Hardening and prevention

The following controls reduce the risk of registry security control disablement in your environment:

  • Deploy Windows LAPS on all endpoints to eliminate shared local administrator passwords. LAPS assigns a unique, automatically rotated password to each host's local administrator account, removing the condition that makes LocalAccountTokenFilterPolicy disablement particularly dangerous at scale.
  • Manage EnableLinkedConnections and LocalAccountTokenFilterPolicy exclusively via Group Policy rather than local registry settings. Group Policy-managed values are authoritative, are restored automatically at each refresh, and any local override is immediately visible as a deviation from the policy-applied state.
  • Apply registry ACLs to restrict write access to HKLM\SOFTWARE\Microsoft\Windows\CurrentVersion\Policies\System to SYSTEM and the Group Policy service account only. Removing interactive administrator write access to this key prevents an attacker with local admin rights from modifying LocalAccountTokenFilterPolicy and EnableLinkedConnections interactively.
  • Deploy Sysmon with explicit monitoring of all four registry paths, including the HKCU paths for DisableRegistryTools and DisableCMD. Ensure the Sysmon configuration covers both HKLM and HKCU hive roots, as some configurations focus exclusively on HKLM.

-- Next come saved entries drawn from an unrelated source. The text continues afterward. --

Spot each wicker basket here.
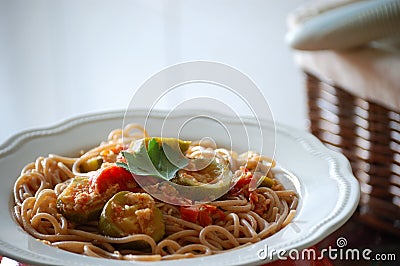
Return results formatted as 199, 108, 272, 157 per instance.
305, 71, 400, 236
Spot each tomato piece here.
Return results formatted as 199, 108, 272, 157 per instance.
89, 165, 139, 194
180, 206, 199, 224
198, 206, 213, 226
180, 204, 225, 226
199, 205, 226, 226
229, 169, 252, 196
210, 206, 226, 221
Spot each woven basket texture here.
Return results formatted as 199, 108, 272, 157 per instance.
305, 72, 400, 236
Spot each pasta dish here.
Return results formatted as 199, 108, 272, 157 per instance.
12, 124, 298, 261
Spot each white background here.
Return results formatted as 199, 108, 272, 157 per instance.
0, 0, 309, 144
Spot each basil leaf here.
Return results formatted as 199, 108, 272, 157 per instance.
147, 138, 161, 168
121, 138, 188, 181
159, 143, 189, 180
116, 161, 129, 171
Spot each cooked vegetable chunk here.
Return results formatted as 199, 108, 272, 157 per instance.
169, 158, 233, 202
173, 158, 224, 185
79, 156, 103, 173
260, 175, 276, 188
142, 137, 191, 153
56, 177, 114, 223
57, 165, 139, 224
99, 192, 165, 243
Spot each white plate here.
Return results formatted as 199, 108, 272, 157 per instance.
0, 110, 359, 266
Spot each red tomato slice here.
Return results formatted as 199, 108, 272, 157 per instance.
180, 206, 199, 224
198, 206, 213, 226
229, 169, 252, 196
180, 205, 225, 227
89, 165, 139, 194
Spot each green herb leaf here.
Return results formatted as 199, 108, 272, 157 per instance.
147, 138, 161, 167
121, 138, 189, 181
158, 141, 189, 180
116, 161, 129, 171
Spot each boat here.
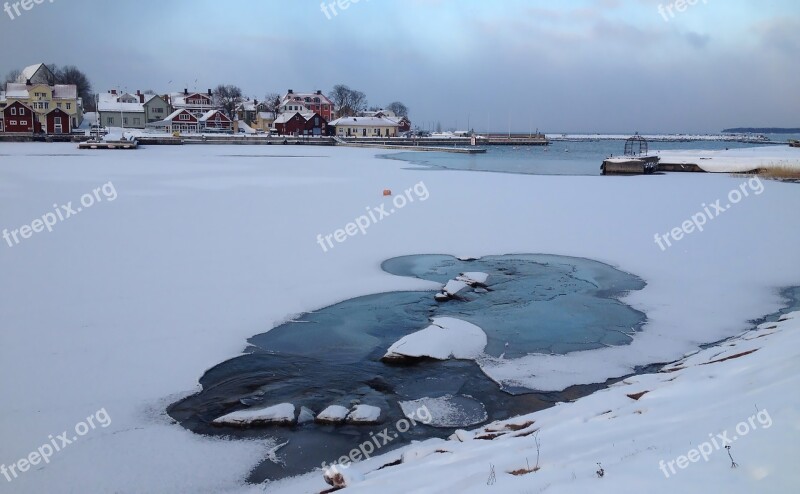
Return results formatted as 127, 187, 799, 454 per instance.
789, 139, 799, 148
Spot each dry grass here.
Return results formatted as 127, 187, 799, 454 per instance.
509, 466, 541, 476
756, 162, 800, 180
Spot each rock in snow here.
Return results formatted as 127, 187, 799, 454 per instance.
382, 317, 487, 363
316, 405, 350, 424
212, 403, 296, 427
346, 405, 382, 424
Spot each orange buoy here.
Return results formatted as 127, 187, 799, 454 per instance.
383, 189, 392, 196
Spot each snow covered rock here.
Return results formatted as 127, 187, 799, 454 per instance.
316, 405, 350, 424
382, 317, 487, 363
346, 405, 382, 424
211, 403, 295, 427
458, 272, 489, 285
323, 464, 365, 488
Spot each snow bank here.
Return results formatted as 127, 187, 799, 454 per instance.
383, 317, 487, 362
656, 146, 800, 172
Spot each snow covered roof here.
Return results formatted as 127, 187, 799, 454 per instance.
17, 63, 53, 84
282, 91, 332, 106
164, 109, 192, 121
330, 116, 401, 127
5, 83, 30, 98
198, 110, 230, 122
52, 85, 77, 99
274, 112, 302, 124
98, 101, 145, 113
258, 111, 276, 120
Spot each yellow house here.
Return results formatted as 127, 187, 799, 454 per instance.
4, 81, 83, 132
329, 116, 399, 138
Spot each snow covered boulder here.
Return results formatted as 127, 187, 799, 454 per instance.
382, 317, 487, 364
323, 464, 365, 488
316, 405, 350, 424
346, 405, 382, 424
212, 403, 296, 427
434, 272, 489, 301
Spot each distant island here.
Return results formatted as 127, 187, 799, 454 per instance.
722, 127, 800, 134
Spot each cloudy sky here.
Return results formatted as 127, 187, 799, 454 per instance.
1, 0, 798, 133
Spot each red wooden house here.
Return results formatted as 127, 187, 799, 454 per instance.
46, 108, 71, 134
199, 110, 232, 131
162, 109, 199, 133
274, 112, 328, 136
2, 101, 39, 133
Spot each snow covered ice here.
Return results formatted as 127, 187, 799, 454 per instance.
1, 143, 799, 493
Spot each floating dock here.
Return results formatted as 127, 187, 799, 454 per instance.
78, 140, 139, 150
601, 155, 660, 175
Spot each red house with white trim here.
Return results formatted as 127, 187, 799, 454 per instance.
46, 108, 71, 134
2, 101, 39, 133
199, 110, 232, 131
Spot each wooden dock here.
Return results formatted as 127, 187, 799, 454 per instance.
78, 140, 139, 150
601, 155, 660, 175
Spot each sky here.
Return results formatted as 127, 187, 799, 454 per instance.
1, 0, 798, 133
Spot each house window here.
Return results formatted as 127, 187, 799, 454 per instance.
179, 114, 189, 121
66, 103, 71, 110
133, 118, 141, 125
57, 103, 62, 108
11, 108, 16, 115
107, 117, 114, 124
10, 120, 17, 125
43, 103, 49, 110
123, 118, 128, 124
20, 120, 27, 125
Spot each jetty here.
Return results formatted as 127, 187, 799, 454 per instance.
601, 135, 660, 175
78, 139, 139, 150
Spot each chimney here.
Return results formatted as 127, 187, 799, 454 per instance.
111, 89, 117, 95
25, 79, 32, 86
316, 90, 322, 95
208, 89, 212, 96
184, 88, 188, 95
288, 89, 293, 94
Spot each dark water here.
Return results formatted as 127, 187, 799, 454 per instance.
382, 139, 785, 176
168, 254, 647, 482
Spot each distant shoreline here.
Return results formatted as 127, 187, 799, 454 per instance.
722, 127, 800, 134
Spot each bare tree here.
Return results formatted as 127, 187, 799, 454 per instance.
3, 69, 21, 84
329, 84, 368, 117
264, 92, 282, 116
213, 84, 243, 118
56, 66, 93, 103
386, 102, 409, 118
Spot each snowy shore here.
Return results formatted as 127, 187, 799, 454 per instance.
264, 311, 800, 493
0, 143, 798, 493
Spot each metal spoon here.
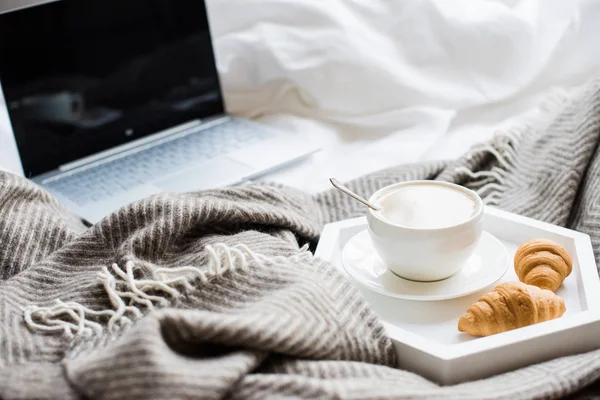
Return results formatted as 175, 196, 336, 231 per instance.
329, 178, 383, 211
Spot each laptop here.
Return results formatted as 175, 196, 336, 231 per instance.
0, 0, 318, 223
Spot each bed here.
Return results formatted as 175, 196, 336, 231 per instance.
3, 2, 600, 398
1, 0, 600, 194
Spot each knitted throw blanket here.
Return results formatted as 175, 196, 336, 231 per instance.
3, 79, 600, 399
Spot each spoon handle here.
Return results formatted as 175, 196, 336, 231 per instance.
329, 178, 382, 211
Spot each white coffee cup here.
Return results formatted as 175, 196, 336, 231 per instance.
366, 180, 484, 282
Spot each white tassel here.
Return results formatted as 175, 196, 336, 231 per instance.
24, 243, 297, 338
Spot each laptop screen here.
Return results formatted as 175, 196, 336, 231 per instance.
0, 0, 224, 177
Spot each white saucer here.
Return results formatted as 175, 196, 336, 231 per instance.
341, 230, 508, 301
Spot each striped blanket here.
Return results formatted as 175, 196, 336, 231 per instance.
2, 78, 600, 399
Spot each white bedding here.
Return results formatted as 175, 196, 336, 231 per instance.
207, 0, 600, 192
1, 0, 600, 194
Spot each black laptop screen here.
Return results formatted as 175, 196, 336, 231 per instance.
0, 0, 224, 177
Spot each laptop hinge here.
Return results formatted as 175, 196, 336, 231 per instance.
58, 116, 229, 173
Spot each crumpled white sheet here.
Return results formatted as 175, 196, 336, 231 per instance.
207, 0, 600, 192
211, 0, 580, 120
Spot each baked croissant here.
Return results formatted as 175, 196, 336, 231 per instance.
458, 282, 566, 337
514, 239, 572, 292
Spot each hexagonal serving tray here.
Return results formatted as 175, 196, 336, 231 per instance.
315, 206, 600, 385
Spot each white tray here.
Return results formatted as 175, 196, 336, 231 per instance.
315, 206, 600, 385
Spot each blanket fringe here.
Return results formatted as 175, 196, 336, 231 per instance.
24, 243, 311, 338
456, 87, 574, 205
457, 135, 521, 206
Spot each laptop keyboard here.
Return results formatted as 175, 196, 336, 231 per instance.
44, 119, 273, 206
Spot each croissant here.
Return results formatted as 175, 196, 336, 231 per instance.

  • Enforce a policy that LocalAccountTokenFilterPolicy must not be set to 1 in the environment unless a specific, documented administrative requirement has been approved. Include this value in periodic configuration audits and remediate any unapproved instances as a standing hygiene control.
  • Include all four registry paths in your configuration management baseline with expected values documented. Any deviation from the baseline detected during a scheduled configuration scan should generate a remediation ticket independent of real-time monitoring.